Patents (Amendment) Act, 2005
The Patents Act, 1970 was finally amended by way of Patents (Amendment) Ordinance,
2004, which was later replaced by The Patent (Amendment) Act, 2005, and Patents
(Amendment) Rules, 2006 with retrospective effect from 1st January 2005. This amendment
was brought in finally complete India’s obligation under the TRIPS agreement regarding the
grant of pharmaceutical product patents. It added a new definition for “new invention” and
redefined “inventive step” as well.
Most importantly, the Patents (Amendment) Act 2005 deleted Section 5, which provided for
only a limited-term process patent protection for inventions in relation to food, drugs and
medicines. The amendment now provides for 20 years’ protection for all categories of
inventions except those excluded under Section 3 of the act. The salient features of the 2005
amendment act are

 Extension of product patents to all fields of technology including food, drugs, chemicals
and micro-organisms
 Deletion of the provisions relating to Exclusive Marketing Rights (EMRs).

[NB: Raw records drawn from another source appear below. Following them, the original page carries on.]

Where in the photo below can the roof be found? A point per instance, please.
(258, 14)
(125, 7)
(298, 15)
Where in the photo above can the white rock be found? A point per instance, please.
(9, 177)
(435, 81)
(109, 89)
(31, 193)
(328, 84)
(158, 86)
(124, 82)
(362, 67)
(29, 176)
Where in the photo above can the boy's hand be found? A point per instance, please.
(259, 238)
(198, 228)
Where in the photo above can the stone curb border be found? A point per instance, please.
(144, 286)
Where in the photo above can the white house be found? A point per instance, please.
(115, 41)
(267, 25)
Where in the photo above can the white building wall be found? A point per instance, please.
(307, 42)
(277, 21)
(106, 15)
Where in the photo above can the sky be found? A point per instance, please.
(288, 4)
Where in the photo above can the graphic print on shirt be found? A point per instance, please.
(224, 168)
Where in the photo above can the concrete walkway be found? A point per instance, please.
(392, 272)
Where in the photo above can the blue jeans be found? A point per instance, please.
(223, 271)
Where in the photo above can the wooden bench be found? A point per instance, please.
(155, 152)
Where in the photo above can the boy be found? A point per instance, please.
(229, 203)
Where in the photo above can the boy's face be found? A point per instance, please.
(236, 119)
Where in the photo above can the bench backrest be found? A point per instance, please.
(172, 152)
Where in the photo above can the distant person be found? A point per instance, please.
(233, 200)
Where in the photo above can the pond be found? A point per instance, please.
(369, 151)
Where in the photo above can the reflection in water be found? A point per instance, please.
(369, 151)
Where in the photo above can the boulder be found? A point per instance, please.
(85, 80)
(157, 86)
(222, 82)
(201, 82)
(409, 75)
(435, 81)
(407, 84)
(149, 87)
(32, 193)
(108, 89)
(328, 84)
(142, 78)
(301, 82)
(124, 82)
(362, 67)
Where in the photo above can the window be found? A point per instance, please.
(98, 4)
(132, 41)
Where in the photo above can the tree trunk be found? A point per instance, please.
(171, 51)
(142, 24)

 Introduction of a provision for enabling grant of a compulsory licence for the export of
medicines to countries which have insufficient or no manufacturing capacity to meet
emergent public health situations under S. 92A of the Act.
 Modification in the provisions relating to opposition procedures with a view to
streamlining the system by having both pre-grant and post-grant opposition in the Patent
Office
 Strengthening the provisions relating to national security to guard against patenting
abroad the dual-use of technologies.
 Rationalisation of provisions relating to timelines with a view to introducing flexibility
and reducing the processing time for patent application.

Conclusion
Thus, it can be concluded that today after three significant amendments, India’s patent regime
has complied with all the requirements of the TRIPS Agreement. Today, product patents are
available for pharmaceutical products under Section 3(d) of the Act. Subsequent to the
amendment in 2005, Section 5 of the Act which dealt with inventions where only methods or
processes of manufacture patentable has been omitted as well.
Thus, there exists a comprehensive patent regime in India which is compliant with
international standards. Following the 2005 amendment, the pharmaceutical sector in India
has seen a significant boost as well.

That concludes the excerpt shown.